The imaging modalities are discussed in greater detail in the chapter on radiological testing for brain death.
In brief, the ANZICS-recommended modalities are:
- Tc-99 HMPAO SPECT scan
- DSA (Four-vessel Intra-Arterial Angiography)
Modalities which are not recommended as strongly include:
- CT angiography
- Transcranial doppler
The college says CT angio "may be acceptable", but in fact it is not. The argument againt CT angiography is the gated timing of the scan. Whereas DSA watches contrast wash in over time in a series of still images, the CT offers a momentary snapshot of that contrast in the vessels.

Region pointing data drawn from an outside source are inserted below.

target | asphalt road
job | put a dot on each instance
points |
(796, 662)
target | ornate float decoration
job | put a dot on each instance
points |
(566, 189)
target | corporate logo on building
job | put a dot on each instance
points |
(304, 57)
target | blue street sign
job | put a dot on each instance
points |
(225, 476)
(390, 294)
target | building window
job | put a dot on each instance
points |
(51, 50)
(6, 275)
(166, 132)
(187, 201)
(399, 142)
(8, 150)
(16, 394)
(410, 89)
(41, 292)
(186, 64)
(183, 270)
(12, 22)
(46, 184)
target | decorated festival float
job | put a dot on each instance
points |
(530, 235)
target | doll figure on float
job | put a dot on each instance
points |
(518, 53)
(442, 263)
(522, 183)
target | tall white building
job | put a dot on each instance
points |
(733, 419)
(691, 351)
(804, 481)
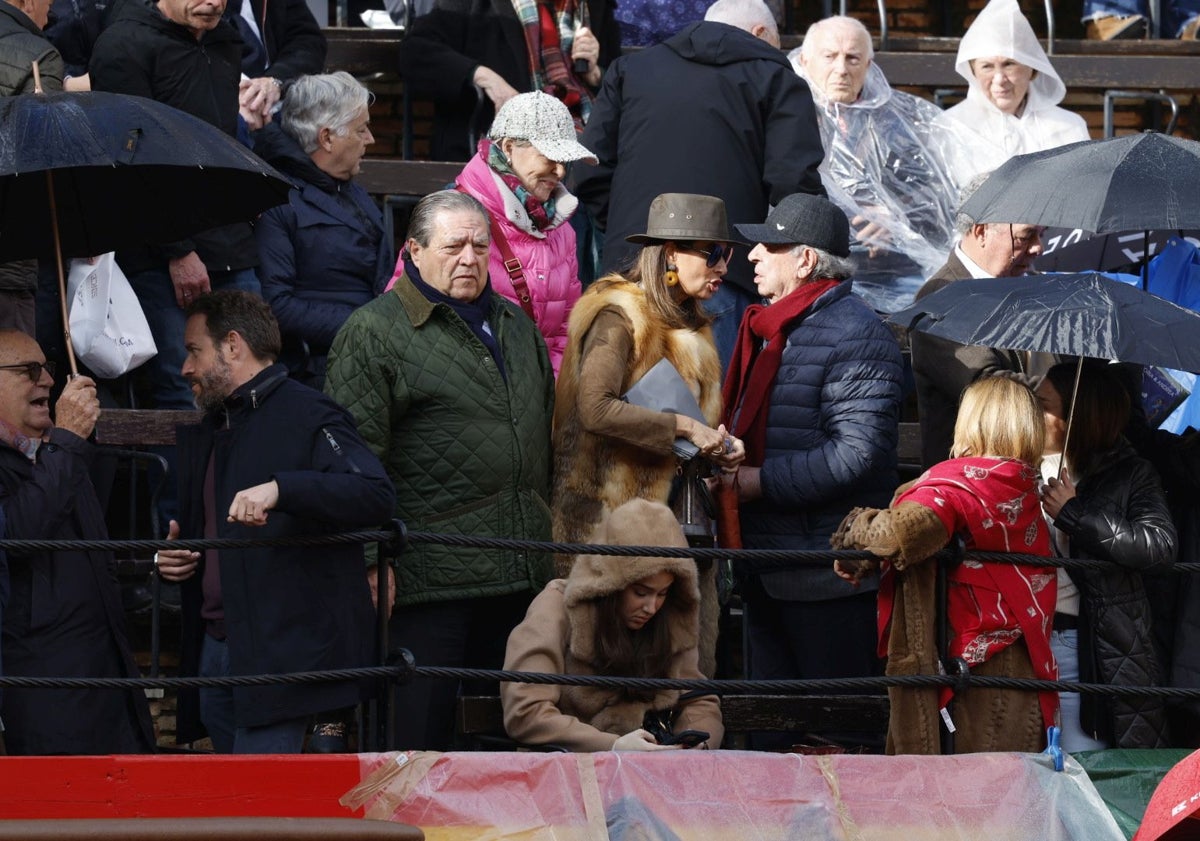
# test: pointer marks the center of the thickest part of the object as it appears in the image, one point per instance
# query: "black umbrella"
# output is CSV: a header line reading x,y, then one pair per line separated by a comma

One might argue that the CT was mis-timed, and the contrast did not yet have time to move into the brain (in this way, perfectly healthy people could be made to appear brain-dead by adjusting the timing of the scan). Obviously, when one is going to declare brain death, there needs to be no argument about the validity of the confirmatory test. The 2014 Cochrane review (Taylor et al) could not support the use of CTA.
Taylor, Tim, et al. "Computed tomography (CT) angiography for confirmation of the clinical diagnosis of brain death." The Cochrane Library (2014).